The Judge’s reasons for dismissing Mr Moore-McQuillan’s application to re-open were as follows:[5]
[33]I reiterate in a case like this involving allegations that proceedings have been brought without reasonable ground it may be expected that in vary large measure the case will be determined on the documents rather than on oral evidence. While that it is not to say there is not a role for some oral evidence to address those documents, normally oral evidence will not be relevant in itself because the court is not determining the underlying proceedings or who ought to succeed in those proceedings; it is merely determining whether they were instituted without reasonable ground. When I made those orders, my expectation was that Mr Moore-McQuillan’s case would primarily be a documentary one where he would tender the documents that he wished the Court to have to consider whether, as WorkCover alleged, the underlying proceedings had been instituted without reasonable ground. I expected that his oral evidence would largely address either those documents or other documents that I had already received into evidence.
[34]It is common these days in civil matters for the Court to give directions that documents are to be produced in advance in a tender book and for written statements or affidavits to be produced in advance by the witnesses to save time and costs at trial. I considered that was particularly in the case here where ordinarily it may be expected that proceedings of this type should really be heard within a day or two, not heard over a matter of weeks as was the case up until the close of WorkCover’s case. So I considered it was important that the matter proceed as efficiently as possible.
[35]Mr Moore-McQuillan has not, in fact, provided the documents that he wishes to tender or affidavit evidence of his testimonial evidence. In his affidavit he says, and in his submissions he has put to me, that his mental health did not permit him to do that.
[36]I am not satisfied that this is the case. As I said before, Mr Moore-McQuillan has in fact had since August or September 2014 to produce these materials. While from time to time there might have been a reason why he needed an extension of time similar to extensions of time granted to him by Flinders University, I am not satisfied that there is any adequate explanation for him not to have compiled that material over the course of what is much longer than a year.

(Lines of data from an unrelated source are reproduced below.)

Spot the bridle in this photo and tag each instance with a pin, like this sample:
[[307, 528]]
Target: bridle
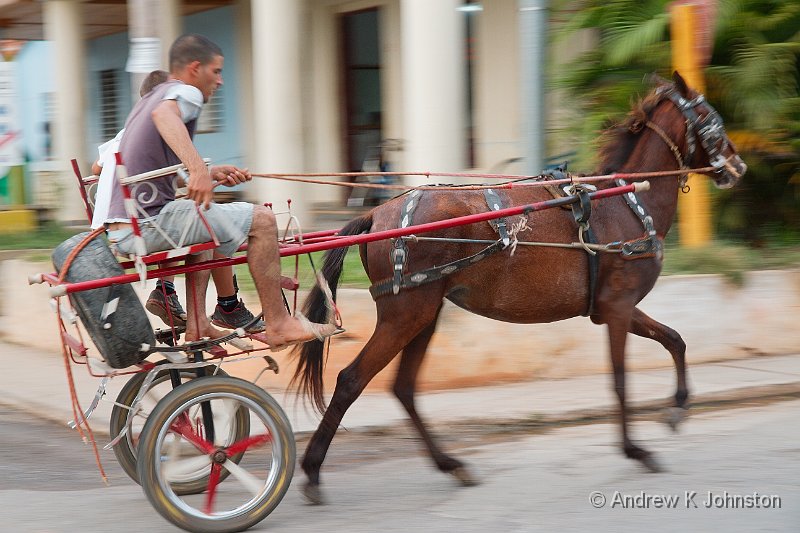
[[709, 129]]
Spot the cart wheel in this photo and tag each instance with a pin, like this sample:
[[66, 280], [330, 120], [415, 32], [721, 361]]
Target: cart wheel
[[125, 449], [172, 443], [120, 337]]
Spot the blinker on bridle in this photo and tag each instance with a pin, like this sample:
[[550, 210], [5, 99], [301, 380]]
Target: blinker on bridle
[[709, 129]]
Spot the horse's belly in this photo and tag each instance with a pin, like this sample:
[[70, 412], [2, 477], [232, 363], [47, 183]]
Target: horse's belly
[[522, 305]]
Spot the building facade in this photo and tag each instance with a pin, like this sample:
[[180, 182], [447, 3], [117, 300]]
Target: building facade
[[310, 85]]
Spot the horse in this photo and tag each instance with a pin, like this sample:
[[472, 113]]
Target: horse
[[672, 128]]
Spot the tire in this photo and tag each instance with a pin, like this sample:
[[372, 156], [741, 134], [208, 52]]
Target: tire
[[125, 449], [254, 488], [128, 328]]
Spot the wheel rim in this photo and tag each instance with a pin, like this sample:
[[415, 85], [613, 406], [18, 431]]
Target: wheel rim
[[179, 457]]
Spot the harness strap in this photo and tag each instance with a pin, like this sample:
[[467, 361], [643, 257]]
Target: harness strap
[[399, 249], [582, 211], [409, 281], [500, 225], [648, 246]]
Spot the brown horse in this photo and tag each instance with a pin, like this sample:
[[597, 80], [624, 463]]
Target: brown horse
[[672, 128]]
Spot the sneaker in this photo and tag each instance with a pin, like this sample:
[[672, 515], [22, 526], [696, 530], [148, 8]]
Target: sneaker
[[157, 305], [238, 318]]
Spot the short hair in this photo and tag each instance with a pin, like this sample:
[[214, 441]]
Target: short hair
[[192, 47], [157, 77]]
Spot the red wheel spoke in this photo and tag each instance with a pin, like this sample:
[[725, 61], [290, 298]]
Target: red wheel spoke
[[244, 444], [183, 427], [211, 493]]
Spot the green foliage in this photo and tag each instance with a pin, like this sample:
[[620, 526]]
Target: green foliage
[[752, 79], [46, 237], [353, 275]]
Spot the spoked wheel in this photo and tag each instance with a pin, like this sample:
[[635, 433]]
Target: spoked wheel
[[174, 442], [125, 449]]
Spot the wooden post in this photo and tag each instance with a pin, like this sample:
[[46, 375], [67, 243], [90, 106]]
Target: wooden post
[[694, 209]]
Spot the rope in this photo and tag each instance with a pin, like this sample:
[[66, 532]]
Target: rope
[[517, 227], [307, 178], [75, 251], [77, 411]]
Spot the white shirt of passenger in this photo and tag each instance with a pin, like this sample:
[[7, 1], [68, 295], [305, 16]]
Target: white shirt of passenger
[[190, 103], [102, 198]]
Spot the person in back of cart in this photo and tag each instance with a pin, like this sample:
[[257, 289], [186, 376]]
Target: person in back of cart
[[158, 134], [230, 312]]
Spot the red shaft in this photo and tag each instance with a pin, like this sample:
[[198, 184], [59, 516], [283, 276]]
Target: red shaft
[[340, 241]]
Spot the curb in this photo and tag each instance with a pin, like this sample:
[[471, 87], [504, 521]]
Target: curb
[[729, 399]]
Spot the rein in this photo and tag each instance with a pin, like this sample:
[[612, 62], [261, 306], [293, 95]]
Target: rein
[[513, 182], [682, 178]]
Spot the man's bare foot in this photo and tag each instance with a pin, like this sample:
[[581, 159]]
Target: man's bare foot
[[205, 331], [288, 283], [295, 330]]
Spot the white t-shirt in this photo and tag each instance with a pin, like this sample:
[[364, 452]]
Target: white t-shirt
[[102, 198], [190, 103]]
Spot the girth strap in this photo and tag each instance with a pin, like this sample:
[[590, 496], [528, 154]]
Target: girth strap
[[582, 211], [399, 248], [409, 281], [648, 246], [500, 225]]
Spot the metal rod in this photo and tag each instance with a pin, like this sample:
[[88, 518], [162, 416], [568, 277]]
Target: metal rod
[[598, 247], [340, 241]]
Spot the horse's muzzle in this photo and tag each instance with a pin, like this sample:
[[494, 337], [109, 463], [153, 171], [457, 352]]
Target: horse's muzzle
[[730, 172]]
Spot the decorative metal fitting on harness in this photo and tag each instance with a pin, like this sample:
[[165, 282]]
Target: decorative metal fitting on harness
[[710, 128], [648, 246], [399, 248]]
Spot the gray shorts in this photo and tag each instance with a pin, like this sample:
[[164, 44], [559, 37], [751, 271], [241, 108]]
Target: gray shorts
[[182, 225]]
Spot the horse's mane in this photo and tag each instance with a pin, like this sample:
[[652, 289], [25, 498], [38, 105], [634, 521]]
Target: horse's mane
[[618, 141]]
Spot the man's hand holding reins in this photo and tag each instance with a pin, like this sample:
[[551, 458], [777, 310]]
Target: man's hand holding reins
[[230, 175]]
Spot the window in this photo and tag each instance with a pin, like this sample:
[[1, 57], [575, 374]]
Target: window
[[110, 122], [210, 120]]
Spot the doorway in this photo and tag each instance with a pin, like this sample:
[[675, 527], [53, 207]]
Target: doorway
[[362, 88]]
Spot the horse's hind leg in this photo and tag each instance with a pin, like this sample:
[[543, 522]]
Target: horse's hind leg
[[404, 389], [644, 326], [397, 326]]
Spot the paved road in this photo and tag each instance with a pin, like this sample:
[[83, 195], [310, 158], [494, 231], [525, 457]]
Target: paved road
[[543, 481]]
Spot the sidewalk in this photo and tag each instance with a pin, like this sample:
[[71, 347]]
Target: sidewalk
[[35, 382]]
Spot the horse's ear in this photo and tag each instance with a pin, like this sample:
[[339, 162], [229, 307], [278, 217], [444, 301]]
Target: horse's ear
[[680, 84], [654, 79]]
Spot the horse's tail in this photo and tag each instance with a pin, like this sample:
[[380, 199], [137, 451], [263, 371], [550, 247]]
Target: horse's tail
[[310, 363]]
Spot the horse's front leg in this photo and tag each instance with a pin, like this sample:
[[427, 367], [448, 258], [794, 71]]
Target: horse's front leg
[[618, 327], [387, 340], [644, 326]]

In the ordinary course, this trial was listed for May 2015. It ought to have been completed in May 2015. We are now in May 2016.
[5] Ruling of the Honourable Justice Blue dated 4 May 2016.
Mr Moore-McQuillan has not adduced any evidence on the appeal which demonstrates that the Judge erred in finding that the sheriffs did not obstruct his access to the courtroom at the time it was called on. Moreover no error has been shown in the Judge’s reasons for refusing Mr Moore-McQuillan permission to re‑open his case having regard to the long history of Mr Moore-McQuillan’s repeated refusals to file any material on which he wished to rely. Grounds (d), (f) and (g) must therefore also be dismissed.
Conclusion
I would dismiss the appeal.
PEEK J: I would dismiss the appeal. I agree with the reasons of the Chief Justice.
BAMPTON J: I would dismiss the appeal for the reasons given by the Chief Justice.